A 17/12-Approximation Algorithm for 2-Vertex-Connected Spanning Subgraphs on Graphs with Minimum Degree At Least 3

TL;DR

This paper presents a polynomial-time 17/12-approximation algorithm for the minimum-cost 2-vertex-connected spanning subgraph problem in graphs with minimum degree at least 3, using ear-decomposition techniques.

Contribution

It introduces a new approximation algorithm for 2-vertex-connected spanning subgraphs based on ear-decomposition, improving the approximation ratio for graphs with minimum degree at least 3.

Findings

Achieves a 17/12-approximation ratio.

Uses ear-decomposition framework for connectivity problems.

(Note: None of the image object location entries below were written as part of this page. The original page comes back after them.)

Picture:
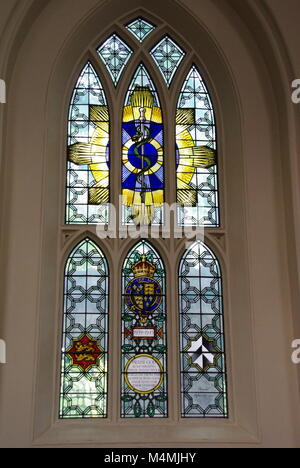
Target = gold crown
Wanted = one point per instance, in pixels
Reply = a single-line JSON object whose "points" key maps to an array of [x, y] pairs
{"points": [[143, 268]]}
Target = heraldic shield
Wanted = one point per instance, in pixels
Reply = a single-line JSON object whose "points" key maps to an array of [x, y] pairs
{"points": [[143, 293]]}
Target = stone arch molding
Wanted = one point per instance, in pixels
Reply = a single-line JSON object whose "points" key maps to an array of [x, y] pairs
{"points": [[41, 74]]}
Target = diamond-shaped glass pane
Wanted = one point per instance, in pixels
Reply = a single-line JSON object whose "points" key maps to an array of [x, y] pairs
{"points": [[115, 55], [167, 56], [140, 29]]}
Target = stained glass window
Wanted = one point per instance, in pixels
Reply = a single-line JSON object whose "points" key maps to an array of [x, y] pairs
{"points": [[115, 54], [203, 370], [144, 340], [140, 28], [142, 153], [167, 55], [85, 334], [196, 155], [88, 152]]}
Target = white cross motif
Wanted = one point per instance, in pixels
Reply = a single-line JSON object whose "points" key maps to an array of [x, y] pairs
{"points": [[202, 352]]}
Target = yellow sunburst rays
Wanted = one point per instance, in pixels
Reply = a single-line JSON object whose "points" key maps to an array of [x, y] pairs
{"points": [[142, 213], [190, 157], [94, 154]]}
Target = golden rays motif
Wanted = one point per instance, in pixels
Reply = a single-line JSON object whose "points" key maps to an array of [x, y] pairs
{"points": [[142, 211], [191, 157], [94, 154]]}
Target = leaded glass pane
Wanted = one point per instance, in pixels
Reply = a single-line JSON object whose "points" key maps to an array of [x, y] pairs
{"points": [[85, 334], [144, 335], [196, 155], [140, 28], [167, 55], [88, 152], [203, 369], [142, 153], [115, 54]]}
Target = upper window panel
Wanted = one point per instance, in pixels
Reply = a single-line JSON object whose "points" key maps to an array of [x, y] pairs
{"points": [[196, 155], [142, 153], [167, 55], [140, 28], [115, 54], [88, 152]]}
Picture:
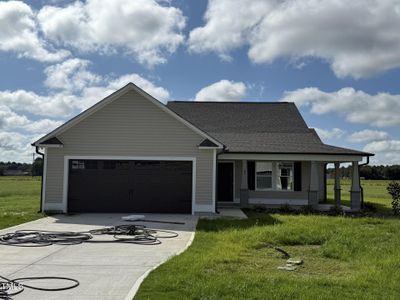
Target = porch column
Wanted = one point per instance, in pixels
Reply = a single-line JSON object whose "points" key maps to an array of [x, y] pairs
{"points": [[337, 185], [244, 189], [314, 186], [355, 192]]}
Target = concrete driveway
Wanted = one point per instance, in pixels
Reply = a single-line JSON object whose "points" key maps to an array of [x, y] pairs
{"points": [[104, 270]]}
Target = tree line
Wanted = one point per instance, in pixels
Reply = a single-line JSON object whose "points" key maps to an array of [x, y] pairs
{"points": [[371, 172], [34, 169]]}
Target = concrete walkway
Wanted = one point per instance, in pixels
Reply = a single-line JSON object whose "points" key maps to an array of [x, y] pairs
{"points": [[104, 270]]}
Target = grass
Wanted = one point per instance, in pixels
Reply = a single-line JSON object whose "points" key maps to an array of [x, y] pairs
{"points": [[374, 193], [344, 257], [19, 200]]}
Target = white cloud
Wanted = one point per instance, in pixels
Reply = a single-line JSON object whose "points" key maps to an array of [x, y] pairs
{"points": [[144, 29], [367, 135], [379, 110], [330, 30], [223, 90], [70, 75], [72, 88], [19, 33], [11, 141], [330, 134], [383, 146], [228, 23]]}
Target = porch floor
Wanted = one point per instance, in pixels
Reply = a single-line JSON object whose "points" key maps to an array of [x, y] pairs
{"points": [[230, 212]]}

Applicable to graphs with minimum degree ≥ 3.

Abstract

We obtain a polynomial-time 17/12-approximation algorithm for the minimum-cost 2-vertex-connected spanning subgraph problem, restricted to graphs of minimum degree at least 3. Our algorithm uses the framework of ear-decompositions for approximating connectivity problems, which was previously used in algorithms for finding the smallest 2-edge-connected spanning subgraph by Cheriyan, Seb\H{o} and Szigeti (SIAM J.Discrete Math. 2001) who gave a 17/12-approximation algorithm for this problem, and by Seb\H{o} and Vygen (Combinatorica 2014), who improved the approximation ratio to 4/3.